"Boynumuz ağrıda batıya bakmaktan" diyor Üstad Nuri Pakdil.
Seyahatname türünde yazdığı, Brüksel, Fransa ve Roma'ya yaptığı ziyaretlerinde gördüklerini kendi iç dünyasında bizim kültürümüzle karşılaştırıp; batı'nın o köhnemiş, ruhsuz, bunalımlı ve sömürgeci halini gözler önüne seriyor. Özümüze dönmeliyiz diyor, İslamın sancağı altında kendi değerlerini bilen ve sahip çıkan, kendi köklü uygarlığını batı'nın çürümüş uygarlığından üstün tutan bir millet olmamız gerektiğini hatırlatıyor.

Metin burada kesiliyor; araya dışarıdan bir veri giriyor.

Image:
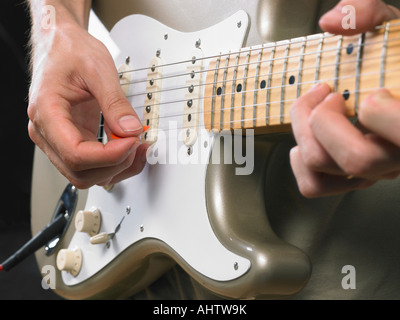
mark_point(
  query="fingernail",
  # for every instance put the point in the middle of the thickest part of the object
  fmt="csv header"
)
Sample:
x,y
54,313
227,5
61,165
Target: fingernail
x,y
381,96
130,124
114,136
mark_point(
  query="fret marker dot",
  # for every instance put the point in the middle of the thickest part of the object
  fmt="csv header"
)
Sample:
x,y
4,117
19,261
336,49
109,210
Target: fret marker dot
x,y
350,49
346,94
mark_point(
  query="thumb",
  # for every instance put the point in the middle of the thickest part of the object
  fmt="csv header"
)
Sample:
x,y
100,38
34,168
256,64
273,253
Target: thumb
x,y
118,113
366,14
120,117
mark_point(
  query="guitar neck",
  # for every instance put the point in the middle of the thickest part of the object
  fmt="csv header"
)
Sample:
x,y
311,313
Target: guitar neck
x,y
254,88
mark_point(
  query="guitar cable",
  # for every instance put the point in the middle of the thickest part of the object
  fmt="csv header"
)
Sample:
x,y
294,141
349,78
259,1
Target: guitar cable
x,y
50,231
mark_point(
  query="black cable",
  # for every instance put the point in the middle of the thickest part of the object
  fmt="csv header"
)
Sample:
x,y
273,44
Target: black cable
x,y
53,229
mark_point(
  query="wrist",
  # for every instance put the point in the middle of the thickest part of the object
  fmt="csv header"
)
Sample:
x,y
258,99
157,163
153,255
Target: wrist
x,y
48,14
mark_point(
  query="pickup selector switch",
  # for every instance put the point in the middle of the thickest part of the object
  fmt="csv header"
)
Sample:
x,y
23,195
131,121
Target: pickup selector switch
x,y
69,260
88,221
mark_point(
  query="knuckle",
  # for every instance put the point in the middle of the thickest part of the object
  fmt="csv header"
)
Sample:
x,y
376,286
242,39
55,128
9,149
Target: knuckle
x,y
308,190
356,163
314,159
72,161
115,101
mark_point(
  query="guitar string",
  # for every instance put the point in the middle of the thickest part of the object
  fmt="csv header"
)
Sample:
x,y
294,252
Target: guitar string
x,y
281,43
255,91
252,106
324,51
270,117
251,77
223,69
277,44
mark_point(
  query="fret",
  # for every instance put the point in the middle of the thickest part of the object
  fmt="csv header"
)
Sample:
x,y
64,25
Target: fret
x,y
214,91
269,81
292,80
353,66
383,55
233,90
319,55
243,105
100,132
284,71
392,63
301,64
358,69
337,62
256,84
223,94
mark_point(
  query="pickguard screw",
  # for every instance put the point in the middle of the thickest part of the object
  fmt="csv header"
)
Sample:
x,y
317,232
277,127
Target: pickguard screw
x,y
198,43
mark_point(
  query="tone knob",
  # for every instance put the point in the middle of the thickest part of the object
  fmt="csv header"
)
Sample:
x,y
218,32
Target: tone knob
x,y
69,260
88,221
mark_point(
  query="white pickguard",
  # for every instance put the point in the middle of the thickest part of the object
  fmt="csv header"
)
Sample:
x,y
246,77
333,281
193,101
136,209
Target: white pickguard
x,y
167,201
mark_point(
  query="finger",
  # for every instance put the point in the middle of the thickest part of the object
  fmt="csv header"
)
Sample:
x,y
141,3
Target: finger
x,y
357,154
66,140
367,15
84,179
314,156
105,86
314,184
380,113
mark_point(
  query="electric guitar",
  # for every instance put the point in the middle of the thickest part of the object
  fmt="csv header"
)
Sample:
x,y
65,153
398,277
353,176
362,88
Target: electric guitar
x,y
199,202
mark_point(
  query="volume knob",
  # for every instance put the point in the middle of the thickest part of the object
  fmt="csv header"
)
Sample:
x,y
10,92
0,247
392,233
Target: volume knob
x,y
69,260
88,221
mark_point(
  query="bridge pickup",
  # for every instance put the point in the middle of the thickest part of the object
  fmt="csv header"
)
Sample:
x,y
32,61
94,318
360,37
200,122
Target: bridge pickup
x,y
152,101
192,98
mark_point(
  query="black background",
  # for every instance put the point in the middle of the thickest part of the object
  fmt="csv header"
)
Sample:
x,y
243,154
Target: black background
x,y
24,281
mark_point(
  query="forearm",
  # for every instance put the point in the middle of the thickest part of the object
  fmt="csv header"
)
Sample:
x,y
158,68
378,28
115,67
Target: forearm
x,y
51,17
67,12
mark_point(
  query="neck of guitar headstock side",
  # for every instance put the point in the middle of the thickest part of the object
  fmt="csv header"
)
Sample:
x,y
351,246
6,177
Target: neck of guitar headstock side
x,y
255,87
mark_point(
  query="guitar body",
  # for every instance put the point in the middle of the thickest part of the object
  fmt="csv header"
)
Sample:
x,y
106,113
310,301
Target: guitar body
x,y
224,207
178,210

Nuri Pakdil'i anlamak isteyen, fikrini ve ideolojisini çözmek isteyen bu kitaba şans verebilir ki bence vermelide. Zira ben kitabı okurken kendisiyle hem Batı turu yapmış hem de zihin dünyasında gezinmiș oldum. Kitap öyle akıcı ki başladığınız gibi bitiveriyor ve beni en çok etkileyen nokta ise öyle güzel bir üslubu var ki sanki kitabı yazmamış da sizi zihninin içinde gezdiriyor gibi hissediyorsunuz. Bir insan düşüncelerini ancak bu kadar güzel ifade edebilirdi diyorsunuz.
Şunu da yazmadan geçemeyeceğim.
Kitabın son kısmında ise
"Türkiye'ye dönerken dört gün kaldağım Roma: Put kuyusu."
cümlesi bile bizlere çok şey anlatır.
Okuyun, pişman olmazsınız.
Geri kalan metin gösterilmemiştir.